Bayesian AI has deep historical roots — Bayes' theorem was published in 1763 — and has been the dominant paradigm in fields such as clinical trial design, epidemiology, A/B testing, geostatistics, and signal processing for decades. Its resurgence in modern AI is driven by the need for uncertainty quantification in safety-critical applications, the development of probabilistic programming languages that make Bayesian modelling accessible, and the integration of Bayesian principles into deep learning.

Dimension	Detail
Core Capability	Quantifies uncertainty — produces predictions as probability distributions, not point estimates
How It Works	Specify a prior; observe data; compute the posterior via Bayes' theorem; make predictions by integrating over the posterior
What It Produces	Posterior distributions, credible intervals, predictive distributions, optimal decisions under uncertainty
Key Differentiator	Every prediction carries an explicit measure of confidence; the model knows what it does not know

Bayesian AI vs.
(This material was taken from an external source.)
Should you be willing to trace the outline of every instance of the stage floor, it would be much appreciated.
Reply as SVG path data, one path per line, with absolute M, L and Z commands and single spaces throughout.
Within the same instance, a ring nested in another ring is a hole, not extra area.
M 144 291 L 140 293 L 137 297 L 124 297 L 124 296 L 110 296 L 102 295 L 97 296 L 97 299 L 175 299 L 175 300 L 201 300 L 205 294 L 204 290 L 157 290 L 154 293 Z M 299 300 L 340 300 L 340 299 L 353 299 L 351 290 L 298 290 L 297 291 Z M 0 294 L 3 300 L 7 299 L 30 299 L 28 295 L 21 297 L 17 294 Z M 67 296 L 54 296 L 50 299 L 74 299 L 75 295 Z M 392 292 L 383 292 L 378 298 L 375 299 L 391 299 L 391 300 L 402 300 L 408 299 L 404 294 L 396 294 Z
Other AI Types

AI Type	What It Does	Example
Bayesian / Probabilistic AI	Reasons under uncertainty using probability distributions	Clinical trial analysis, A/B testing, risk modelling, uncertainty quantification
Agentic AI	Pursues goals autonomously using tools, memory, and planning	Research agent, coding agent, autonomous workflow
Analytical AI	Extracts insights and explanations from existing data	Dashboard, root-cause analysis, anomaly detection
Autonomous AI (Non-Agentic)	Operates independently within fixed boundaries without human input	Autopilot, auto-scaling, algorithmic trading
Cognitive / Neuro-Symbolic AI	Combines neural learning with symbolic reasoning	LLM + knowledge graph, physics-informed neural net
Conversational AI	Manages multi-turn dialogue between humans and machines	Customer service chatbot, voice assistant
Evolutionary / Genetic AI	Optimises solutions through population-based search inspired by natural selection	Neural architecture search, logistics scheduling
Explainable AI (XAI)	Makes AI decisions understandable to humans	SHAP explanations, LIME, Grad-CAM
Generative AI	Creates new original content from learned distributions	Write an essay, generate an image, synthesise a video
Multimodal Perception AI	Fuses vision, language, audio, and other modalities	GPT-4o processing image + text, AV sensor fusion
Optimisation / Operations Research AI	Finds optimal solutions to constrained mathematical problems	Vehicle routing, supply chain planning, scheduling
Physical / Embodied AI	Acts in the physical world through sensors and actuators	Autonomous vehicle, robot arm, drone
Predictive / Discriminative AI	Classifies or forecasts from historical patterns	Fraud score, churn probability, demand forecast
Privacy-Preserving AI	Trains and runs AI without exposing raw data	Federated hospital models, differential privacy
Reactive AI	Responds to current input with no learning or memory	Chess engine, rule-based spam filter
Recommendation / Retrieval AI	Surfaces relevant items from large catalogues based on user signals	Netflix suggestions, Google Search, Spotify playlists
Reinforcement Learning AI	Learns optimal behaviour from reward signals via trial and error	AlphaGo, robotic locomotion, RLHF
Scientific / Simulation AI	Solves scientific problems and models physical systems	AlphaFold, climate simulation, molecular dynamics
Symbolic / Rule-Based AI	Reasons over explicit rules and knowledge to derive conclusions	Medical expert system, legal reasoning engine

Key Distinction from Predictive AI: Predictive AI typically produces a single best estimate (a point prediction). Bayesian AI produces a full probability distribution over outcomes — capturing not just the best guess, but exactly how uncertain that guess is.

Key Distinction from Explainable AI: XAI explains which features drove a decision. Bayesian AI quantifies how confident the model is in that decision and where more data would reduce uncertainty.